Les altérations du fonctionnement hydroécologique de la Loire

Les grèves de Loire sont des milieux naturels caractéristiques des paysages de la Vallée de la Loire. Les grands bancs de sable et de vase accueillent une faune et une flore diversifiées et surtout adaptées aux conditions extrêmes de ces milieux.

La chenalisation du fleuve et son espace de liberté contraint

L’aménagement de la Loire n’est pas récent. En effet, dès l’Antiquité, le Moyen-Âge, l’endiguement de la Loire a débuté pour répondre aux diverses préoccupations et besoins des populations ligériennes et notamment aux protections des cultures et populations face aux crues. La capacité du fleuve à divaguer a ainsi été largement diminuée et son espace inondable nous rappelle l’étendue de la vallée, de sa plaine alluviale.

Les derniers aménagements d’ampleur réalisés aux 19ème et 20ème siècles ont fortement influencé le paysage actuel de la Loire de Nantes à Montsoreau, son hydrosystème, ses possibilités de divagation et  la dynamique fluviale dans son ensemble.  Ils ont concerné :

  • Le creusement du bassin à marée, à l’aval de Nantes ;
  • La suppression ou le déroctage de seuils naturels a permis une remontée de l’onde de marée au-delà de Nantes. Le seuil naturel emblématique de Bellevue a été concerné dans les années 70, avec un déroctage partiel et le creusement d’un chenal au Sud du seuil.
  • La création des épis et des chevrettes ont permis d’orienter le fleuve en concentrant les écoulements dans un chenal principal unique et comblant les annexes secondaires;
  • La création ou le renforcement de digues, levées de protection contre les inondations
  • L’enrochement des berges
  • L’exploitation massive de sable.

Seulement 40 % de berges naturelles pour la Loire et ses principaux bras, entre Montsoreau et l’Océan

Les cales, les quais, les levées et les enrochements de berge artificialisent 60% des berges. Ces espaces ne sont pas disponibles pour la dynamique naturelle du fleuve et modifient les habitats naturels.

Quais de Nantes © GIPLE
Chevrette à l’amont du bras de la Guillemette © GIPLE

Une ambition maritime

Pour développer le trafic portuaire, différentes stratégies se sont succédées. Il a fallu aménager la Loire pour qu’elle soit accessible pour de grands navires, ce qui a notamment nécessité l’augmentation de la profondeur du chenal. Les travaux ont été conséquents et ont ainsi permis d’augmenter la profondeur la Loire en resserrant son chenal et en contraignant les écoulements dans un chenal unique.

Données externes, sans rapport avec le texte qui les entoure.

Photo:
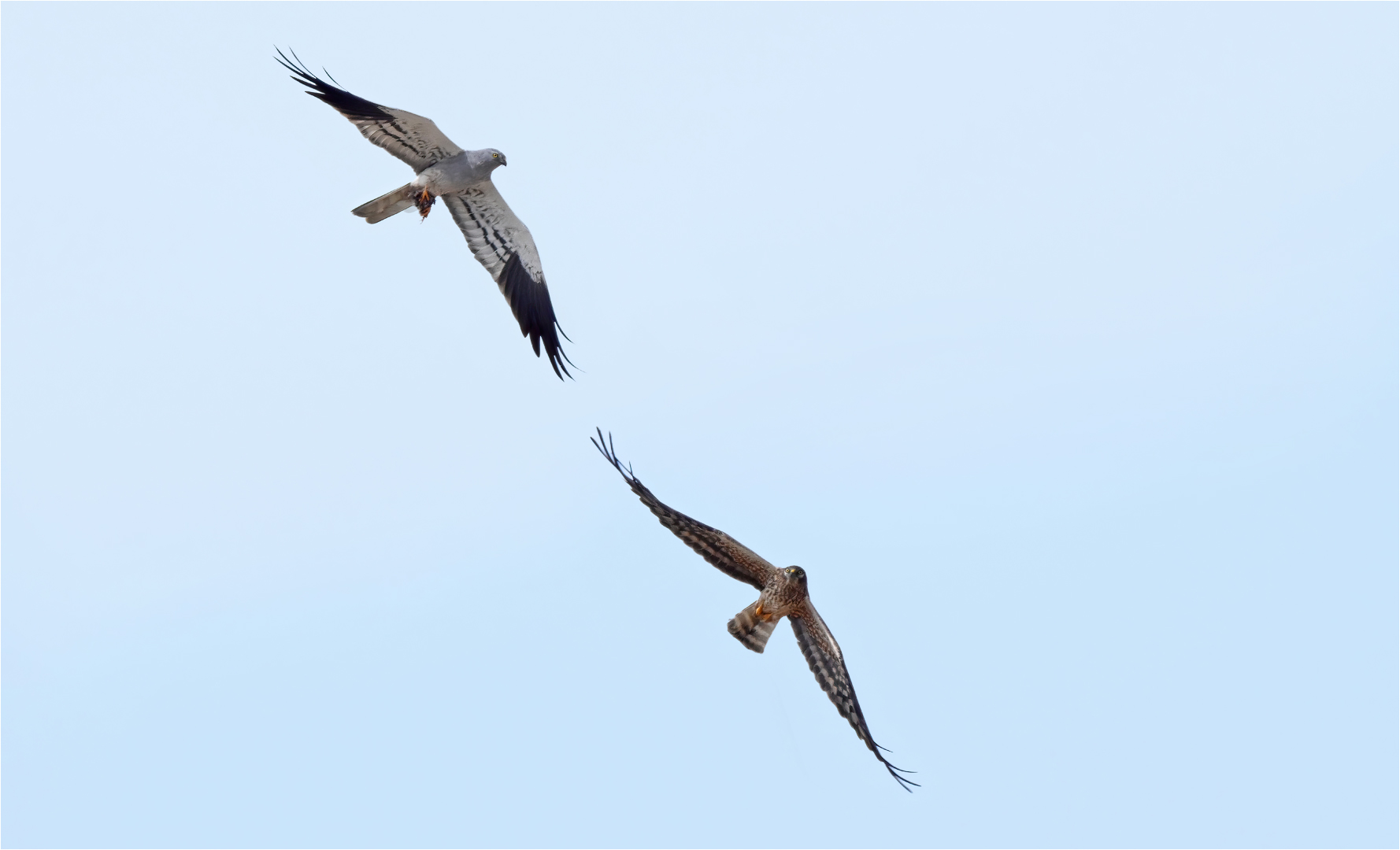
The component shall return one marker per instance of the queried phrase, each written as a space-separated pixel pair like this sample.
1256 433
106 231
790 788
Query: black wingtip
342 101
535 314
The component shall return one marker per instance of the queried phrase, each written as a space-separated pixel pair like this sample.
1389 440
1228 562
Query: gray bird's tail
387 205
750 630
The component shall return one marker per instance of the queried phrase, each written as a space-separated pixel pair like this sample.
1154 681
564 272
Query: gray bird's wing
720 549
824 656
502 242
408 136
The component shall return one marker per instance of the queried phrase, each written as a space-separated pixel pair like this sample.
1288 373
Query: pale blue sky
1056 342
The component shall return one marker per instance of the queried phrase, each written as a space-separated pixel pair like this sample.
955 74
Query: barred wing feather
731 556
824 657
410 138
502 242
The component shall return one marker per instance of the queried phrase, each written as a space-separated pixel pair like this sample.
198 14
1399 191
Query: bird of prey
462 179
783 594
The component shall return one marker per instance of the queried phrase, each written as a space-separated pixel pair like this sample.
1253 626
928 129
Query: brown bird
783 596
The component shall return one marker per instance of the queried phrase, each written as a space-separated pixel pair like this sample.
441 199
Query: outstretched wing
720 549
502 242
824 656
410 138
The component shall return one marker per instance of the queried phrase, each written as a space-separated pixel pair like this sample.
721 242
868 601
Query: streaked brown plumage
783 596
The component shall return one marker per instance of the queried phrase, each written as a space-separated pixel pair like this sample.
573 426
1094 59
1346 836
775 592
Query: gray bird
783 594
462 179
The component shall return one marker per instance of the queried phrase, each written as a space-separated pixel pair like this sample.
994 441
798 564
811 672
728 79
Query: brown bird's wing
824 656
408 136
720 549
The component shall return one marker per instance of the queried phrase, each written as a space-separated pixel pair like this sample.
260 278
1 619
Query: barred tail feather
387 205
750 630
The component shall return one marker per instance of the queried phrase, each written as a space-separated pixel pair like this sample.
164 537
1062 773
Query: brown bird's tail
752 630
387 205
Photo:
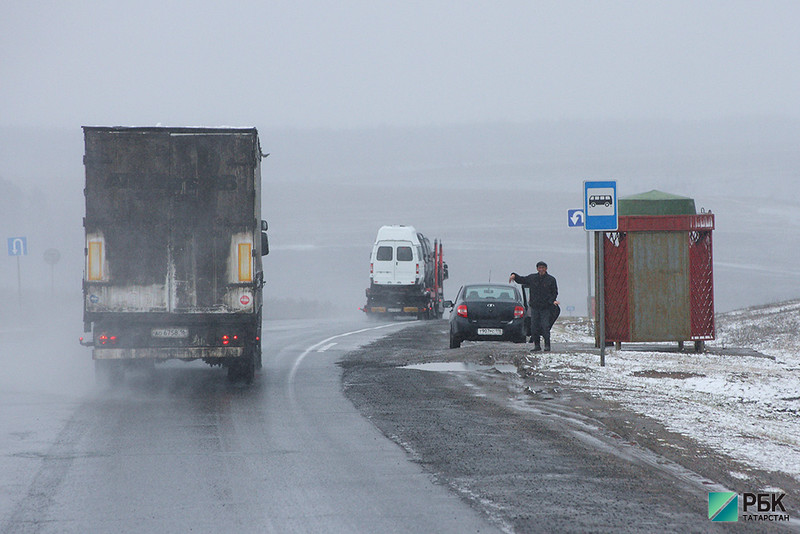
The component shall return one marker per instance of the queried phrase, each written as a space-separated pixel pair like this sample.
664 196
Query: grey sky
355 63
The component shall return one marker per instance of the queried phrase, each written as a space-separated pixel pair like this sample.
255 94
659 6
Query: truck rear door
170 221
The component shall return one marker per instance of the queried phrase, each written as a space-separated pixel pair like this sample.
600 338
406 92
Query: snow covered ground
745 405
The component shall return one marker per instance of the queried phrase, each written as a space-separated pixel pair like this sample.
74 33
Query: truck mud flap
181 353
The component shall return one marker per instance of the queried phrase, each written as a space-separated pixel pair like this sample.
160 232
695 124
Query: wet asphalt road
399 450
182 450
532 455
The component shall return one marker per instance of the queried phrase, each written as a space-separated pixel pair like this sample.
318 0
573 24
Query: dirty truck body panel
173 243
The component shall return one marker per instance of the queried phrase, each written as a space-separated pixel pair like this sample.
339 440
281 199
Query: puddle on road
447 367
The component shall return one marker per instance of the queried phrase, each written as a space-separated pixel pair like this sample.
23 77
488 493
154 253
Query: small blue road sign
600 205
17 246
575 217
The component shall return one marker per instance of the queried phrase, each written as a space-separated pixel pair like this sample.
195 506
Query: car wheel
455 342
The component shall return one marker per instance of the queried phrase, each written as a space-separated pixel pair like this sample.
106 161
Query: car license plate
170 332
490 331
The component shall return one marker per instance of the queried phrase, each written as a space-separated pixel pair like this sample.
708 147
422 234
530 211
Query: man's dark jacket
544 289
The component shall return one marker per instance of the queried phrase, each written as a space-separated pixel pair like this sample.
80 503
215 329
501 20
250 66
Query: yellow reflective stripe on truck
245 262
94 267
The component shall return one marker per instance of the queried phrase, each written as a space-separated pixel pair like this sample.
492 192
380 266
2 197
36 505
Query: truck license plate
490 331
170 332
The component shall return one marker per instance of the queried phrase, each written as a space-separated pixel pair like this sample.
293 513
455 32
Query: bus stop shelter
659 283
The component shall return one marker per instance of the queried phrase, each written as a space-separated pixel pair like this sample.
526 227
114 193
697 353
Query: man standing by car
544 291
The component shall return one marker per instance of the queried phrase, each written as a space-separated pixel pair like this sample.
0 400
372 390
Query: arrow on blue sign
17 246
575 217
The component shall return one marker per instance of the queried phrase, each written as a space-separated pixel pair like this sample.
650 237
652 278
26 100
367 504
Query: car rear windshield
404 254
384 254
490 292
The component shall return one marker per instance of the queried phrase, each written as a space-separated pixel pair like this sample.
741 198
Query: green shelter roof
656 203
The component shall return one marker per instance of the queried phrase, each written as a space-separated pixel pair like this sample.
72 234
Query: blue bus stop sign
600 205
17 246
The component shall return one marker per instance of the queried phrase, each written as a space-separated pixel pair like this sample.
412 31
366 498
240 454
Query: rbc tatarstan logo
724 506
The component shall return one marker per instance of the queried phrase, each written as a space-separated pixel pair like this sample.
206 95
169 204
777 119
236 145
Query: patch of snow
747 407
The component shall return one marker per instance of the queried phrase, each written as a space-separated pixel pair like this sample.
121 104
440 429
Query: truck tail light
105 339
228 339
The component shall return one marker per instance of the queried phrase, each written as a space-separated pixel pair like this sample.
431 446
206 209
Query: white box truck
407 275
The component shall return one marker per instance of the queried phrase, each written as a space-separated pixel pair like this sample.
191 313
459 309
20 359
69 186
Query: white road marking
315 346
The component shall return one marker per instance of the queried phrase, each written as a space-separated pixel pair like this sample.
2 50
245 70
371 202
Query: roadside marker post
18 246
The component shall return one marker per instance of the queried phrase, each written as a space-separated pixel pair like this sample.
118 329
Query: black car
487 312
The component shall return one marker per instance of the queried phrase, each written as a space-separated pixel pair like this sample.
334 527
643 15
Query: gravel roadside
530 453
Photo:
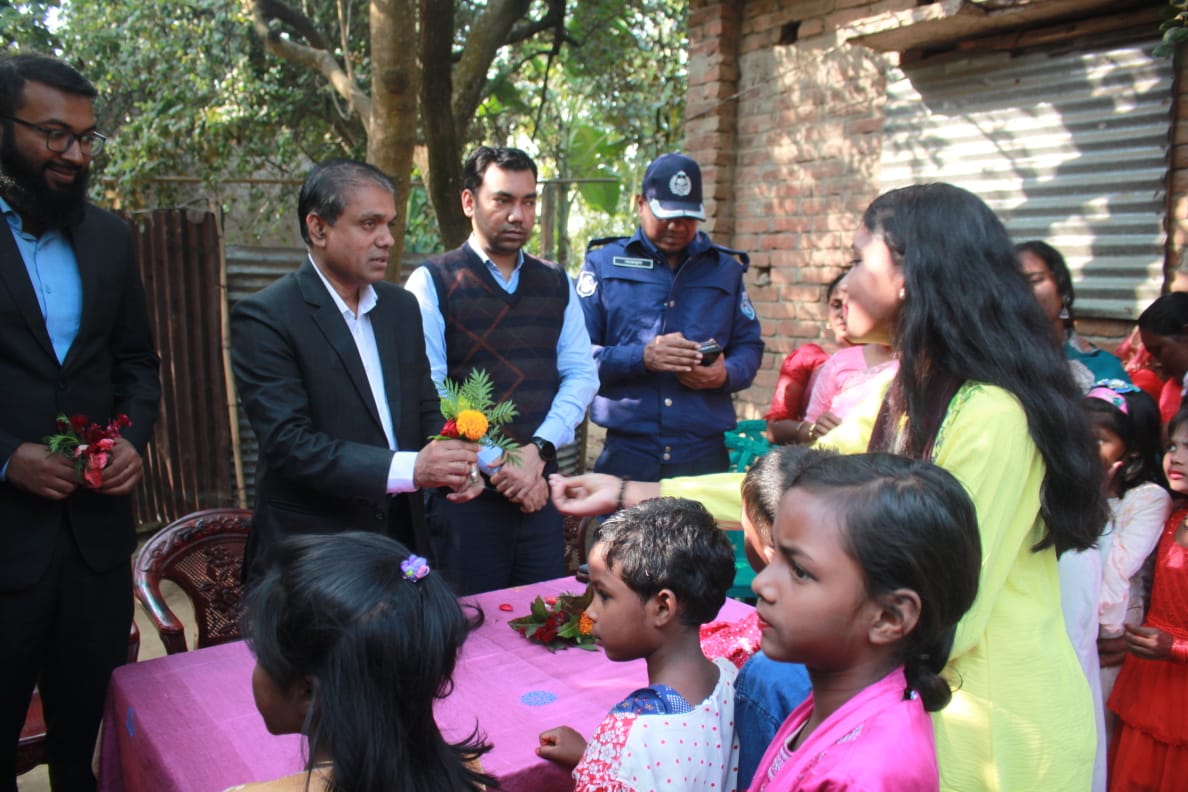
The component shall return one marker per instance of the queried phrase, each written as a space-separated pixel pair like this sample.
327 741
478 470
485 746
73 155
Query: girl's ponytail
923 666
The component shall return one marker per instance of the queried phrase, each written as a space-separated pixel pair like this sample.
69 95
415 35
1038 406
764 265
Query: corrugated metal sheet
1068 147
252 268
188 464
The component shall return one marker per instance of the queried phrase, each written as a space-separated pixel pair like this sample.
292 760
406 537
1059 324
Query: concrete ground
38 779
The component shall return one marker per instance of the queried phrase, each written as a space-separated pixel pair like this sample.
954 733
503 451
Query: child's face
1175 460
758 550
1110 445
811 597
1169 355
617 610
283 710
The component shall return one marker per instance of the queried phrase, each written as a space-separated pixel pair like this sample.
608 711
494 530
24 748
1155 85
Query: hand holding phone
709 352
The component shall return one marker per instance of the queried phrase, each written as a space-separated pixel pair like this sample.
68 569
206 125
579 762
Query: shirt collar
367 296
482 257
11 215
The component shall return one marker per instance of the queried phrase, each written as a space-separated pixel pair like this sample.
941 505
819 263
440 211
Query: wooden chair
31 749
203 555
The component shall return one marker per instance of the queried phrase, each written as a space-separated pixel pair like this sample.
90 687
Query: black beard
27 191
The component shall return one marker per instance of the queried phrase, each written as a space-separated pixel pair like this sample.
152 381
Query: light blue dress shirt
54 271
400 471
575 358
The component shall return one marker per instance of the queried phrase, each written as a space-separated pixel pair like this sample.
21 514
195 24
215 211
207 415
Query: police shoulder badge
586 284
746 305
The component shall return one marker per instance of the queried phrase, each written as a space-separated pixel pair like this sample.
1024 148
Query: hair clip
415 568
1117 386
1110 397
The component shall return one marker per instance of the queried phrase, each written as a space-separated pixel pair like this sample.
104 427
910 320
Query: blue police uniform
630 295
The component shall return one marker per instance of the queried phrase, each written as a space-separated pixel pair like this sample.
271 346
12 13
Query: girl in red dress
1149 749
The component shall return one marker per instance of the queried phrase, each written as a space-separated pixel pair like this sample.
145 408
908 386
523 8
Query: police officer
674 333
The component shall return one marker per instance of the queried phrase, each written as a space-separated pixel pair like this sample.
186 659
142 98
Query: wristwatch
548 454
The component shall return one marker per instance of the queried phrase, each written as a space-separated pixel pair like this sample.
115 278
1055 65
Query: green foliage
476 392
188 90
1174 29
605 107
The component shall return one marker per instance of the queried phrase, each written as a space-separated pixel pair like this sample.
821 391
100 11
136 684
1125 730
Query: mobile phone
709 352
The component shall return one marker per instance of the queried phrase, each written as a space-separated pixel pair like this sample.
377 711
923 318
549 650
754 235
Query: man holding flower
487 305
330 366
75 340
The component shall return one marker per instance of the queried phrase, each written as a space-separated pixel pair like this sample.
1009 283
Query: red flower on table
558 621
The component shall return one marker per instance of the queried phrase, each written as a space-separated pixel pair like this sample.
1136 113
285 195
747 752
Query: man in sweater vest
488 305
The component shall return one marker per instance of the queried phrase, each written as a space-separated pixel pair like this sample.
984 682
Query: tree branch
488 32
316 55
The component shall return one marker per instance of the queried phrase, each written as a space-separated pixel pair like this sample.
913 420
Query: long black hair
380 650
909 525
968 315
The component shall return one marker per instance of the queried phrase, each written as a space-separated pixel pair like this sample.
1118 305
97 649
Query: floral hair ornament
1114 399
1117 386
415 568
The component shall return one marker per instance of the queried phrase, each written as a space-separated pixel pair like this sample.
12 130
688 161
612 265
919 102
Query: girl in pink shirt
876 559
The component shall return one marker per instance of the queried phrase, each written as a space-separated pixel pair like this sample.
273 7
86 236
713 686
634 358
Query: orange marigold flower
472 424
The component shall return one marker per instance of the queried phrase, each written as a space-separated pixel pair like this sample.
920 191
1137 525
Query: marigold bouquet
88 444
471 413
558 622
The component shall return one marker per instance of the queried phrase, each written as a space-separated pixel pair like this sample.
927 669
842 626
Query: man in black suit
330 365
74 340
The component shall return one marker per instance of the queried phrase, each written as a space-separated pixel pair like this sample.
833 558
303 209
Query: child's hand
1150 642
562 745
1111 651
1111 475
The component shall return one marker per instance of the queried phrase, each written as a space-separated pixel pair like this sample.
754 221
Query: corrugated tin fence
189 462
1067 146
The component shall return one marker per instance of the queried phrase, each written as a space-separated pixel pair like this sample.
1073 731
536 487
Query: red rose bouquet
88 444
558 622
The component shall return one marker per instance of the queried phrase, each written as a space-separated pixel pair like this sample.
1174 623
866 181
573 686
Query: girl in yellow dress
983 393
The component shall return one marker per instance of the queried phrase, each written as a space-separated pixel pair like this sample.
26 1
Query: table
188 722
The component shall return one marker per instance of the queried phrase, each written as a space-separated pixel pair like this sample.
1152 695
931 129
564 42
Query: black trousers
488 543
65 634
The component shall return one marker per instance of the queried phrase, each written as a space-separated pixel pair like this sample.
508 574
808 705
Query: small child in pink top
876 559
659 570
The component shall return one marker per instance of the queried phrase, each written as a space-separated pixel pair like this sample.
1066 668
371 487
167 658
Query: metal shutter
1069 147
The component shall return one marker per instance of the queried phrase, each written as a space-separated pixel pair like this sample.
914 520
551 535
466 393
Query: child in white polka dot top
659 570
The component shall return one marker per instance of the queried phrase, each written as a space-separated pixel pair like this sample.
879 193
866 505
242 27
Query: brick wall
785 115
794 138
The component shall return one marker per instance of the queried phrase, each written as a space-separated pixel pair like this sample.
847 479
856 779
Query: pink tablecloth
188 722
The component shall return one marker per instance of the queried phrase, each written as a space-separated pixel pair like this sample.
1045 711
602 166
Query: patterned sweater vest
513 337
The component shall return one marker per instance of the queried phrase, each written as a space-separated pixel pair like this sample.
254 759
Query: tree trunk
392 127
444 177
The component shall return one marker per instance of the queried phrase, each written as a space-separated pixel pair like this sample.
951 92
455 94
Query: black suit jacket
111 368
323 456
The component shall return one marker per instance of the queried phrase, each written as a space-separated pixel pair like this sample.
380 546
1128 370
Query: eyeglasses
59 140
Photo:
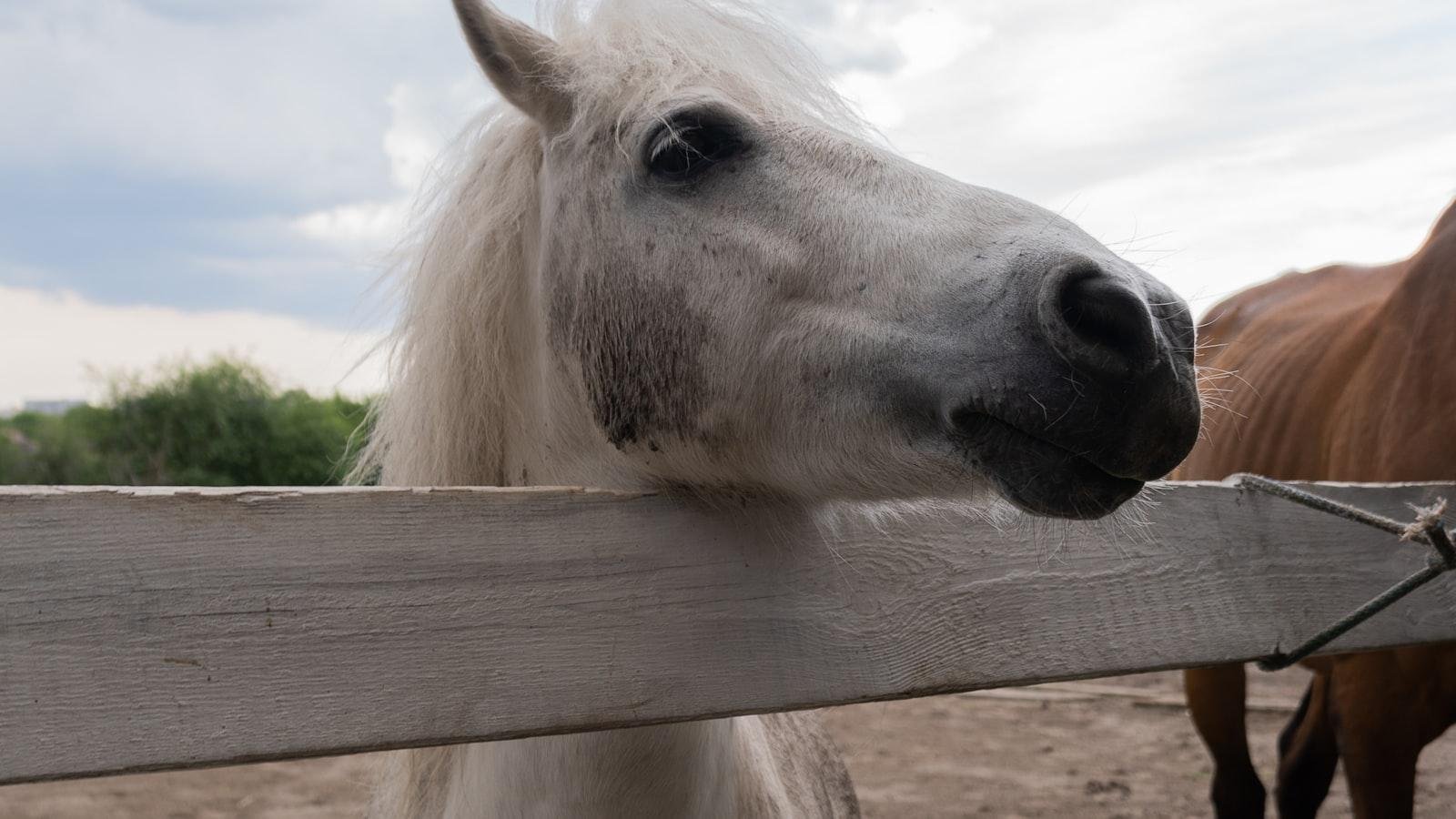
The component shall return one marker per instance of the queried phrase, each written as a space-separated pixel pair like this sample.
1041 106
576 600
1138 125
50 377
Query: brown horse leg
1378 720
1216 703
1307 755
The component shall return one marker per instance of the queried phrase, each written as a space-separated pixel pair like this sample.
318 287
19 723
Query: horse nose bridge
1099 319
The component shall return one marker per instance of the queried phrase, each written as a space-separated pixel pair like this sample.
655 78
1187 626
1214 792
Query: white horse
674 261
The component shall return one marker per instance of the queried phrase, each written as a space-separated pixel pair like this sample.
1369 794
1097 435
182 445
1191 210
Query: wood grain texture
172 629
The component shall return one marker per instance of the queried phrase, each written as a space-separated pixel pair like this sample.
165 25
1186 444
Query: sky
194 177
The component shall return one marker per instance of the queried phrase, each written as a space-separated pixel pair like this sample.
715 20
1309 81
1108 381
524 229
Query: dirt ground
1114 748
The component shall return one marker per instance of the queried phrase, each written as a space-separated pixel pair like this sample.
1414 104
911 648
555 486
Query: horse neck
551 439
1424 303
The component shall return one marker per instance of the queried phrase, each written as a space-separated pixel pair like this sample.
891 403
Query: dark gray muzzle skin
1079 392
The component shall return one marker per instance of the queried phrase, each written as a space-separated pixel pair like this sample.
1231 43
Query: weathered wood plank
165 629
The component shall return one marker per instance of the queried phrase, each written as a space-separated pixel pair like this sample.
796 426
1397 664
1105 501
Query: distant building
50 407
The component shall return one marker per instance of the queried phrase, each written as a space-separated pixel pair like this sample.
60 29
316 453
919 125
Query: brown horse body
1346 375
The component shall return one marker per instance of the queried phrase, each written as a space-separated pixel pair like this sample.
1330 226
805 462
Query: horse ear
521 63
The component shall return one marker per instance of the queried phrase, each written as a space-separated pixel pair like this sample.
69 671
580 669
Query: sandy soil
1117 748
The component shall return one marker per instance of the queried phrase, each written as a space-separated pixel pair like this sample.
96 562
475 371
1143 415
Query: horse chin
1040 477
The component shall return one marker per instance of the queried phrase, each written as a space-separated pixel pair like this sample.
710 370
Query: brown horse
1343 375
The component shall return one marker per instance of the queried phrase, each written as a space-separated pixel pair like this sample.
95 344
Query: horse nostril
1107 321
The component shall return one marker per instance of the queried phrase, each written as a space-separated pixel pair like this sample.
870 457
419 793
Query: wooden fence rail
174 629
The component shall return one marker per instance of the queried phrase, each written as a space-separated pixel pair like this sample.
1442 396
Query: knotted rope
1429 528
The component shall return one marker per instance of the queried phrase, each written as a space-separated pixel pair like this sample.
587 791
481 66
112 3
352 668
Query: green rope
1429 530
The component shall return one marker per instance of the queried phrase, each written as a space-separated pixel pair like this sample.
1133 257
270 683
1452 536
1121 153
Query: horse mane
462 281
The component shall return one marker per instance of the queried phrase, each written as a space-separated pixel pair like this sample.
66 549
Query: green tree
220 423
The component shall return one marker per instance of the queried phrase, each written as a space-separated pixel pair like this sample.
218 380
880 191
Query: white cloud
60 347
422 123
1216 143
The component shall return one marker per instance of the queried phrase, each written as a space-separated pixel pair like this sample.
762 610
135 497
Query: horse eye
684 146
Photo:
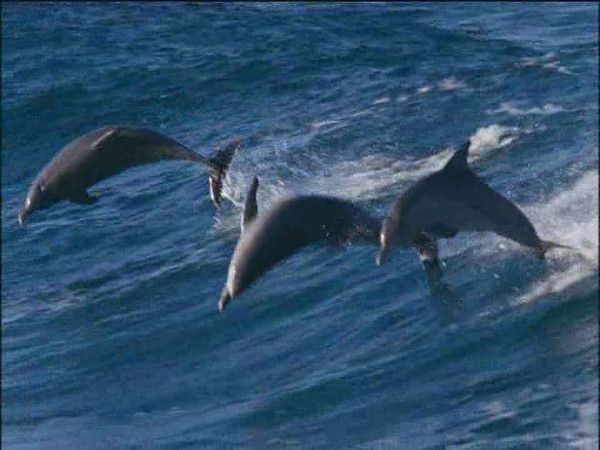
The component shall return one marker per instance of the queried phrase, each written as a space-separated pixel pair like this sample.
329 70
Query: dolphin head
225 297
40 196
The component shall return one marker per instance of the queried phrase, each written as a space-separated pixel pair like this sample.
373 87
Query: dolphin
108 151
250 205
288 226
452 200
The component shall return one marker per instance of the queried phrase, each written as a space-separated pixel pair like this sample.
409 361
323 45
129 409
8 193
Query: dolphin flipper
219 165
250 205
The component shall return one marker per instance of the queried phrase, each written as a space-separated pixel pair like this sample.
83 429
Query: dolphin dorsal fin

La géométrie, autrefois complexe du fleuve, a été simplifiée avec des annexes comblées, colmatées et son chenal approfondi.

Les prélèvements intensifs du sable dans la Loire sont à l’origine d’un fort déficit dans le stock sédimentaire naturel du fleuve. 70 millions de m3 de sable, l’équivalent de 4 siècles d’apports naturels de sable ont été prélevés à la Loire.

Les prélèvements directs dans le lit mineur de la Loire ont été complètement interdits en 1993, en Loire-Atlantique et Maine-et-Loire. Les extractions dans le lit majeur sont quant à eux, règlementés. Depuis, une partie du stock sédimentaire semble se reconstituer. Les effets sont observés en particulier à l’amont des Ponts-de-Cé (arrêt du creusement voire légère élévation du fond du lit selon les secteurs).

Une prise de conscience de l’enfoncement du lit de la Loire

L’effondrement du pont Wilson de Tours en avril 1978 est l’événement qui a marqué les esprits et la fin de l’exploitation désordonnée et excessive des ressources alluvionnaires du fleuve.

Les conséquences de l’ensemble de ces travaux sont considérables. Un chenal profond, plus régulier avec une pente plus importante, accélérant la vitesse du fleuve. Toutes les conditions ont été réunies pour que le courant de la Loire s’accélère.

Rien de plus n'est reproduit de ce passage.